Aims Subepithelial lesions (SELs) are common and their diagnosis is usually not possible
through regular endoscopy and biopsies. As deep biopsies may be associated with severe
bleeding, patients are usually referred for endoscopic ultrasound (EUS). EUS is performed
to characterize the lesion, its size, structure, location in the wall and vascularity.
EUS-fine needle aspiration or biopsy (FNA/FNB) may enable sampling and diagnosis.
However, EUS is highly operator dependent, expensive and is only performed in specialized
centers. EUS investigations of SEL represent a significant burden for EUS operations.
This causes long waiting lists for EUS and increases patient’s anxiety. Additionally,
diagnostic accuracy of EUS is usually dependent on tissue sampling, being poor in
small or polypoid lesions. There is the need for another approach for the assessment
of SELs. The ideal solution should be safe, easy to perform, cheaper, non-highly operator
dependent and available at first endoscopy (at any center). The doppler endoscopic
prove (DEP) can be inserted through a conventional endoscope and enables assessment
of vascularity beneath the mucosa in 3 different depth cathegories (superficial/middle/deep).
Some studies had proven its efficacy in the management of peptic ulcer.
Methods This was a prospective blind pilot study. Patients referred for EUS due to a gastrointestinal
SEL were invited to participate. First, endoscopy was performed and the lesion was
characterized using endoscopy and DEP. The results of DEP were classified as 4 negative/superficial/middle/deep.
Then, EUS was performed, being the EUSscopist blinded to the previous endoscopic findings.
If after EUS, the lesion was considered avascular or poorly vascular, unroofing with
biopsies was performed. The primary endpoint was the diagnostic accuracy of DEP (highly
vascular or non-highly vascular) and correlation between DEP and EUS findings in terms
of SEL vascularization. Secondary endpoints were the accuracy rate and adverse events
of unroofing in the histological characterization of SELs.
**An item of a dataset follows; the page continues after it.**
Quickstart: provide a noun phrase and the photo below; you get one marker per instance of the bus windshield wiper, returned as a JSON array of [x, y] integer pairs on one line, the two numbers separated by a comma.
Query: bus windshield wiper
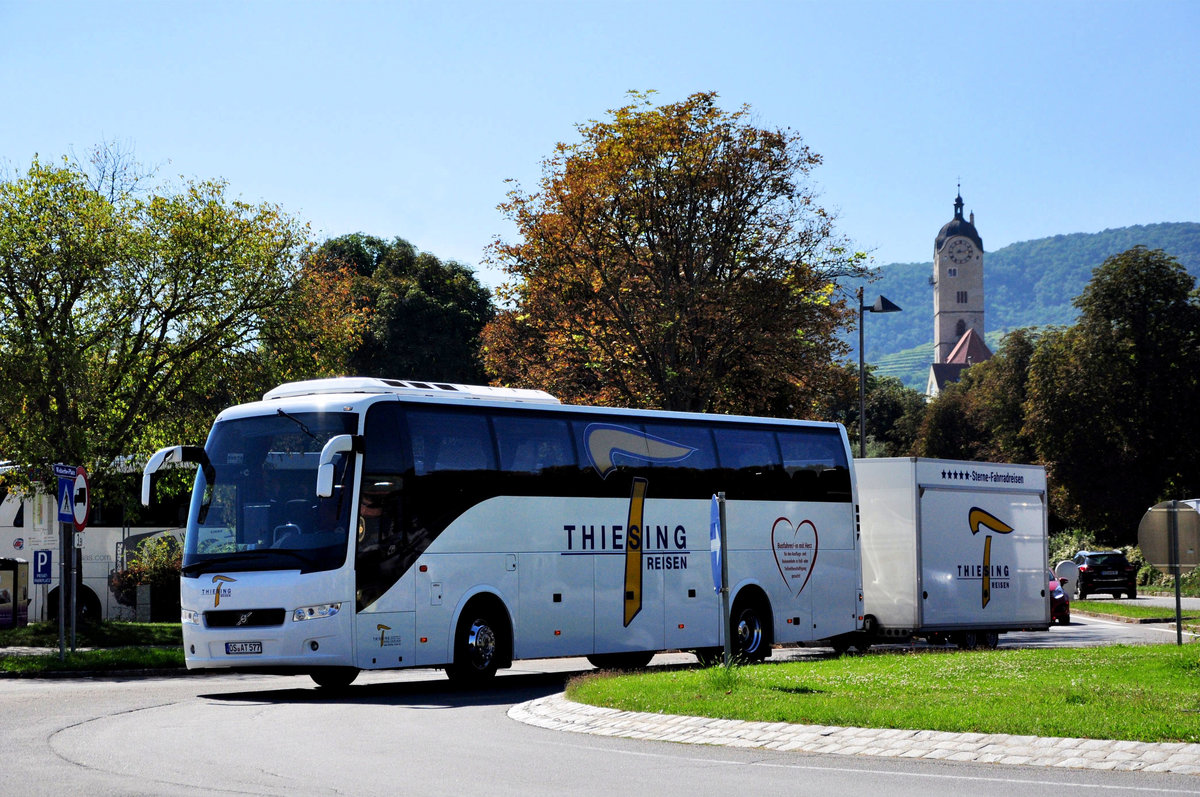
[[244, 556], [298, 423]]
Results Twenty-eight SELs from twenty-seven patients were included, corresponding 1/14/10/3
SELs in the esophagus/stomach/duodenum/colon, respectively. Regarding the primary
endpoints, highly vascular/non-highly vascular for DEP and EUS is 3/25 and 4/24, respectively.
The positive predict value (PPV)/negative predict value (NPV) for DEP is 2/3 (67%)
and 23/25 (92%), respectively. Regarding the secondary endpoints, unroofing enabled
histological diagnosis in 24/26 (92%). Four patients (4/28 14%) reported pain in the
throat. 2/3 high vascular cases for DEP were liver and gall bladder compressions and
all 25 non-highly vascular were SELs.
Conclusions This method is safe, feasible and easy to perform and might be available at any center.
DEP has a good NPV, being a good tool for the exclusion or vascular lesions. Unroofing
is also safe and associated with high accuracy in the diagnosis of SEL. Prospective
RCT are warranted before the dissemination of DEP and unroofing.